Most democracies in the world elect their legislatures using proportional systems that support the engagement of multiple parties, as opposed to the two-party system in the U.S. and the one-party governing majorities it generally produces. The rules most other democracies use to organize their legislatures work under coalition governments.
Multiparty coalitions take time to negotiate, with talks usually lasting a month or so. They can also fall apart over time, as new issues emerge or existing differences become hard to reconcile. In parliamentary democracies with no regularly scheduled elections, the breakdown of a governing coalition can trigger new elections, while a “caretaker government” keeps the status quo. In the United States, however, we have a presidential system with fixed elections. And House rules and precedent prevent the House from operating without a speaker. This can make an unresolved revolt especially paralyzing, even in the middle of a global crisis.
So, why not recognize the reality on Capitol Hill: We have a coalition government. The rules of the House should reflect that, and lawmakers can make that coalition less vulnerable by establishing a constructive motion to vacate.
This is not just a theoretical idea.
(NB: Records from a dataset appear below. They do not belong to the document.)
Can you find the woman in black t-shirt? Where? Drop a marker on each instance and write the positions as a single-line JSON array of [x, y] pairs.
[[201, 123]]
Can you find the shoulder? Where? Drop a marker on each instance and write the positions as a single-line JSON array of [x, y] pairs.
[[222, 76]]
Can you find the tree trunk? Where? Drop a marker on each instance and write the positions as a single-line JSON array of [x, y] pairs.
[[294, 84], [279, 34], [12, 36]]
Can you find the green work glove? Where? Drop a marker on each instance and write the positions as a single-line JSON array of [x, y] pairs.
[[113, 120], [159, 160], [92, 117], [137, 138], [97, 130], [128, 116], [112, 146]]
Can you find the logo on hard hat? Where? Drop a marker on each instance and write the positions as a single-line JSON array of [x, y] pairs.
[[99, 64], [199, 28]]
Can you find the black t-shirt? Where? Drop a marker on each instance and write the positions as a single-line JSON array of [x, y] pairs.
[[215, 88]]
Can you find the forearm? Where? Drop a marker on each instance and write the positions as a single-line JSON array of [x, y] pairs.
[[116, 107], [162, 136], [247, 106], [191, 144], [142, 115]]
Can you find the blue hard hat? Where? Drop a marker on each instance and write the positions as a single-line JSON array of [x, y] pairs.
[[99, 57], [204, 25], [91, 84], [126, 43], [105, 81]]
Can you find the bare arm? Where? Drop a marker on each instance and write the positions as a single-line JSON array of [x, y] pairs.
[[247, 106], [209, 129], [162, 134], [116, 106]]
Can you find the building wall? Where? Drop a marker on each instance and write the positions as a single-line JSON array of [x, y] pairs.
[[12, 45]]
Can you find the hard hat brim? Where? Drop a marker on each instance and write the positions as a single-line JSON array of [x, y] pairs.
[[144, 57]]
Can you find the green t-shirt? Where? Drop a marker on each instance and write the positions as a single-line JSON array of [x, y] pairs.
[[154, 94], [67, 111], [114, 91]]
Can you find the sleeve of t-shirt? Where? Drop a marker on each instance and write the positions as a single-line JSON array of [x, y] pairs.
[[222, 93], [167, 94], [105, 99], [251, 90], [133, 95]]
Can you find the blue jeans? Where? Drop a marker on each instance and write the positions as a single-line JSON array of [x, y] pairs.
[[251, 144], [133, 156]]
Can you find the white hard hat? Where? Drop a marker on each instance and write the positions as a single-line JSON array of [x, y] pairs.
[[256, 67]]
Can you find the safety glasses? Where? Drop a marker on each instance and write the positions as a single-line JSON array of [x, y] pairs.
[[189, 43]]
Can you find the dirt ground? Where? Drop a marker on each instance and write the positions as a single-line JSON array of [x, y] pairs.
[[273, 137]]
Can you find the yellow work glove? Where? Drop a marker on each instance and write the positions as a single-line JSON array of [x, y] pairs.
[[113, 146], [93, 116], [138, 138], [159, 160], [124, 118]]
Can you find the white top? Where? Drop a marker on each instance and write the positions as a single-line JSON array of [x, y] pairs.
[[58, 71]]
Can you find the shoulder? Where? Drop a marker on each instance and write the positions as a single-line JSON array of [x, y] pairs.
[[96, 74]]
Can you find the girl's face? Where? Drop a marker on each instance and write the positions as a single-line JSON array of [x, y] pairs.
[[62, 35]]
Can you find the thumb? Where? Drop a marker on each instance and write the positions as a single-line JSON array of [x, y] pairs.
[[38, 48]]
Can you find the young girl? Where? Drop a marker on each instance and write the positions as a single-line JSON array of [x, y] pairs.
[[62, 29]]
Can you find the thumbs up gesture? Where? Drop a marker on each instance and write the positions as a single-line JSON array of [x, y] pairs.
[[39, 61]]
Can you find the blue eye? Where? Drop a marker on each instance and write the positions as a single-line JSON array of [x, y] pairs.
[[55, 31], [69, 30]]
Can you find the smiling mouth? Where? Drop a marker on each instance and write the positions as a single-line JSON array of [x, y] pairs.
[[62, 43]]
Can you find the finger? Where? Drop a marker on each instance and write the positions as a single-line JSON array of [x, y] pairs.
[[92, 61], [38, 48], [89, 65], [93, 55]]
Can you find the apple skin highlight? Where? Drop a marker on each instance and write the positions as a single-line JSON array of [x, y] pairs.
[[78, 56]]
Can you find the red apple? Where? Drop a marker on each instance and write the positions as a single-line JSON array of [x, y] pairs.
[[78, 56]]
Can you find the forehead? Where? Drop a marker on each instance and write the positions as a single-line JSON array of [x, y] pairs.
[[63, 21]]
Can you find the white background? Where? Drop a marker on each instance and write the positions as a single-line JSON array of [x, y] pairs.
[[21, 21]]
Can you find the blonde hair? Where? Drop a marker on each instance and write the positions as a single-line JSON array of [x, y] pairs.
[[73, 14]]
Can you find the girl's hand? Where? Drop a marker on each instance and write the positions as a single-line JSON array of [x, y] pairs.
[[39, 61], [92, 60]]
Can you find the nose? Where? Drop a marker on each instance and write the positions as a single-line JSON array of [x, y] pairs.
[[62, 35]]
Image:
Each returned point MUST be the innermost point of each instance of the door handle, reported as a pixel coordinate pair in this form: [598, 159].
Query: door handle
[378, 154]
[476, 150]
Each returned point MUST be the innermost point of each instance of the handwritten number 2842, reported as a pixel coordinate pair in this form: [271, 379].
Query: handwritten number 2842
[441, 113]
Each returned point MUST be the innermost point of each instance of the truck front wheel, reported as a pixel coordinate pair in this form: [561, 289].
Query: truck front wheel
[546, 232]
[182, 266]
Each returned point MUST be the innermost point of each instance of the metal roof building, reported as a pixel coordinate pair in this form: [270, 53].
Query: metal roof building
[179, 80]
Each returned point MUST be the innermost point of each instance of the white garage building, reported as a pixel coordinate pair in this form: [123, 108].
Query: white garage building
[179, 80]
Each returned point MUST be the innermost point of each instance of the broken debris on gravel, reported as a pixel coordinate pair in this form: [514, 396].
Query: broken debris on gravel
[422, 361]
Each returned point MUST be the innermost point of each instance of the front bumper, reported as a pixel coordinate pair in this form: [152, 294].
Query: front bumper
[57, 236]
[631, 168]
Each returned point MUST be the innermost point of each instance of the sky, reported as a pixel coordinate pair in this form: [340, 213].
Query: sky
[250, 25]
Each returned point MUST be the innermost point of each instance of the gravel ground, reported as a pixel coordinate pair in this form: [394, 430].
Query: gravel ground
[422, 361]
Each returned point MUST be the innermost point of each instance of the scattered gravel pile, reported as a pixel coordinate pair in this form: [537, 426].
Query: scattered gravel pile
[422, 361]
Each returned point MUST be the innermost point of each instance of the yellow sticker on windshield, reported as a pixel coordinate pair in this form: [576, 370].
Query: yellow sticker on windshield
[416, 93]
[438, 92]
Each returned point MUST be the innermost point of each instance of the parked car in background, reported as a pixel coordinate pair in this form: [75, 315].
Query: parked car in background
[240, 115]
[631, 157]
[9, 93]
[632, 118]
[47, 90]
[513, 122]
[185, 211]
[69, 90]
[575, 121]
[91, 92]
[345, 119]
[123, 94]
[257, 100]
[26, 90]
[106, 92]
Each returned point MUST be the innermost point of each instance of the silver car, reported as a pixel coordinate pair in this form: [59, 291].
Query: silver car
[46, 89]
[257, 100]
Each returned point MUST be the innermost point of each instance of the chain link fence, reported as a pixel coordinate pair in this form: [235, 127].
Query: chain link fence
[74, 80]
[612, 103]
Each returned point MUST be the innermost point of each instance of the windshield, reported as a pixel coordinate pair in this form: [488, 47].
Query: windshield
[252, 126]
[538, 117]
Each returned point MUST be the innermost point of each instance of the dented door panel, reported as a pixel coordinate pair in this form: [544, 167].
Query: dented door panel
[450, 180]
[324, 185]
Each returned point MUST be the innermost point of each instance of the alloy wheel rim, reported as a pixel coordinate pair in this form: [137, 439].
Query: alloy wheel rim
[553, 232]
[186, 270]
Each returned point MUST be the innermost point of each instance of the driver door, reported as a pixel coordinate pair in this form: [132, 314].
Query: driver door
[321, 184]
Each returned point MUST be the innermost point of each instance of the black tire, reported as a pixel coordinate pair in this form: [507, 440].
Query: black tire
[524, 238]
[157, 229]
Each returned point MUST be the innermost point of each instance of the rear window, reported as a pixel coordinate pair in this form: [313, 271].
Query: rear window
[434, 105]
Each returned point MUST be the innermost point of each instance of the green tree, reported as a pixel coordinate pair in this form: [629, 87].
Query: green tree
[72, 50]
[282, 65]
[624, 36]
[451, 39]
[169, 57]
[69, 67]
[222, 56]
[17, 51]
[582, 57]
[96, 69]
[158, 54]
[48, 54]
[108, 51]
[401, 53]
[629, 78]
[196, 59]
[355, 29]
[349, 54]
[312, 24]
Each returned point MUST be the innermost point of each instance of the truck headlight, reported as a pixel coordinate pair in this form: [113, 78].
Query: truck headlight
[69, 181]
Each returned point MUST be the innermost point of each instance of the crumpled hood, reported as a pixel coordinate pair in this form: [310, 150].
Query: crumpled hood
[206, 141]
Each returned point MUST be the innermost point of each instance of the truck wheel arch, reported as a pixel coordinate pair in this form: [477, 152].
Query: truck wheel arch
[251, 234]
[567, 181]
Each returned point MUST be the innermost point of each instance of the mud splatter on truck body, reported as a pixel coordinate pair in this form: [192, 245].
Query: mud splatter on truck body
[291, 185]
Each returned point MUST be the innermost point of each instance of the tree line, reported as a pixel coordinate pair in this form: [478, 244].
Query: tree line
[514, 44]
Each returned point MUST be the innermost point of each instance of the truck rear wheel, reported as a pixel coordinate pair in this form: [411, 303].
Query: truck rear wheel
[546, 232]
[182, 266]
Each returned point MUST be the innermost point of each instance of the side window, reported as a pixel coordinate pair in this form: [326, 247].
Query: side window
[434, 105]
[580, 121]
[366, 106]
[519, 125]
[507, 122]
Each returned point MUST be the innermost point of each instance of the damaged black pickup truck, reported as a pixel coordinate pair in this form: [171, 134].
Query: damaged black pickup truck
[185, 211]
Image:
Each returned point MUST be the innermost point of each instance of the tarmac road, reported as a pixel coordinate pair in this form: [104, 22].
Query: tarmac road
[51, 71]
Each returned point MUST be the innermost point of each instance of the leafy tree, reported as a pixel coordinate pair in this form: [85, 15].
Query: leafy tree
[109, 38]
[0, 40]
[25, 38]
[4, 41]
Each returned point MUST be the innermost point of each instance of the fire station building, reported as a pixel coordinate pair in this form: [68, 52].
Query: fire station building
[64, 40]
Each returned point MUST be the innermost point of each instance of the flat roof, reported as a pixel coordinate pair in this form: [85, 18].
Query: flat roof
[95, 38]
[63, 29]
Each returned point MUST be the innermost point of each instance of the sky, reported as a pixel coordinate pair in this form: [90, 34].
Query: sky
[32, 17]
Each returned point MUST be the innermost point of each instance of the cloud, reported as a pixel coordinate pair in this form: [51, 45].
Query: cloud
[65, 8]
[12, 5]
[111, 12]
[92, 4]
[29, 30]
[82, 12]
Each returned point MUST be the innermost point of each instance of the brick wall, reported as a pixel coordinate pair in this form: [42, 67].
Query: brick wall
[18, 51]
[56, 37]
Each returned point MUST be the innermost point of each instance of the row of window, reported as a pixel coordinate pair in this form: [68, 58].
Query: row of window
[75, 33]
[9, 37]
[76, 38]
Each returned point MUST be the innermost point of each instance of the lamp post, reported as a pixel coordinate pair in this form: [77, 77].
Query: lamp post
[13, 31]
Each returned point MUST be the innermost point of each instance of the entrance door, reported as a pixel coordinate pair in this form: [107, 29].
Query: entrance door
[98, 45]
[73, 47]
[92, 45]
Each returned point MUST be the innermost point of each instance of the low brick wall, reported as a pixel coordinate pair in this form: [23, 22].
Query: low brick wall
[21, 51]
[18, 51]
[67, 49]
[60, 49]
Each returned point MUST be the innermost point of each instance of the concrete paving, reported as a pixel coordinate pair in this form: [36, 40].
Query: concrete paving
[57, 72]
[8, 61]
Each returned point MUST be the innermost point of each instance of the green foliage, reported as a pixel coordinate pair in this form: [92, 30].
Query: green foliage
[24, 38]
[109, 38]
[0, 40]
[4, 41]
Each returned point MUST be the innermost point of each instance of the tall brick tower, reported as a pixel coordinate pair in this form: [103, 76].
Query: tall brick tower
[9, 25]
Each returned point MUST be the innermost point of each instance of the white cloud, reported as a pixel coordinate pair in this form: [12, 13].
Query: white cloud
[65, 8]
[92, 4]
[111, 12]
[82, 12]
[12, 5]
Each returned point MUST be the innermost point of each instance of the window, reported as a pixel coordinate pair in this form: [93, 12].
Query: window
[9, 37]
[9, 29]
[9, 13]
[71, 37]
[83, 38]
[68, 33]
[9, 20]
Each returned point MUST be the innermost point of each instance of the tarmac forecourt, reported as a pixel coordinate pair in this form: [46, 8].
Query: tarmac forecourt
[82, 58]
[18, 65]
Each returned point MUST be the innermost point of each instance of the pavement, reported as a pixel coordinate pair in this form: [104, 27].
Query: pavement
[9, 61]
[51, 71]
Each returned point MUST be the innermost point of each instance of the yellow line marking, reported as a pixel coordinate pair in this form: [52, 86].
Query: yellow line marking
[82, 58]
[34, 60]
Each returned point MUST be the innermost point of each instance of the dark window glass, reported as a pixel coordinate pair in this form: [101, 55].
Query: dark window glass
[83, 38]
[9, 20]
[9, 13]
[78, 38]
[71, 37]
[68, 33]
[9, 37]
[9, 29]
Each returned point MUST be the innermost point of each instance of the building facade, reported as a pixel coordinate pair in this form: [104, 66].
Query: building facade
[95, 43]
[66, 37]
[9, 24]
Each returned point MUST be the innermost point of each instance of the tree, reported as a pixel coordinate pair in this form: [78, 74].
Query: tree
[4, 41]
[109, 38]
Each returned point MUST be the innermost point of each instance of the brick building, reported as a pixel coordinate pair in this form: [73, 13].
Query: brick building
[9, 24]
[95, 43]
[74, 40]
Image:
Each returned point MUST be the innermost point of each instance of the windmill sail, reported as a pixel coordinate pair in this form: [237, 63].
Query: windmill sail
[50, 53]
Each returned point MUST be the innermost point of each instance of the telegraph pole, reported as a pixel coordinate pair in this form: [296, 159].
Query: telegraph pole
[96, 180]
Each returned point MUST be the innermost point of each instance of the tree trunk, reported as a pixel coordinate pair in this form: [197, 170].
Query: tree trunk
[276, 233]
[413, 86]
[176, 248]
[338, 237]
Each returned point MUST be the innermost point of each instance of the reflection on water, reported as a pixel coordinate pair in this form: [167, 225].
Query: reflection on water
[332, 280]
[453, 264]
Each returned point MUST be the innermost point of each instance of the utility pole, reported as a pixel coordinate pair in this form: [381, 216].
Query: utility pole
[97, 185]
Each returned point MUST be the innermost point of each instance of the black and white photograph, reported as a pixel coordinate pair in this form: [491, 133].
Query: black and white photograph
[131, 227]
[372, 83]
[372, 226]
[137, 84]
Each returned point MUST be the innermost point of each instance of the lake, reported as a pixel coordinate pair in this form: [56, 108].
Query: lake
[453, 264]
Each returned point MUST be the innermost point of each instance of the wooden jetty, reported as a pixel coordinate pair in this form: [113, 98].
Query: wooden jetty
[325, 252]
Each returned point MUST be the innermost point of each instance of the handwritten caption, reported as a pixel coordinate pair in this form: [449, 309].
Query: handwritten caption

A similar constructive vote of no confidence is used in many countries, including Germany and Spain. Germany put the rule into its post-World War II constitution due to its experience under the unstable Weimar Republic. Though bitter rivals, the Nazi Party and the Communist Party joined together in 1932 to pass a motion of no confidence that brought down the government; the new elections that followed then helped bring Hitler to power.
There is no one way to run the House. Throughout its history, the rules of the House have constantly evolved — sometimes placing more power in the hands of leadership, sometimes distributing it more broadly to committee leaders. Changing the House rules to adapt to the factions within the Republican Party is just another iteration in the centurieslong tradition of the House writing and rewriting its rules to adapt to America’s changing political realities.
Congress has enough trouble coming together to pass legislation without a rule that makes it possible for a single member to bring down the House. This simple, common-sense change to the motion to vacate can help avoid that kind of disaster in the future.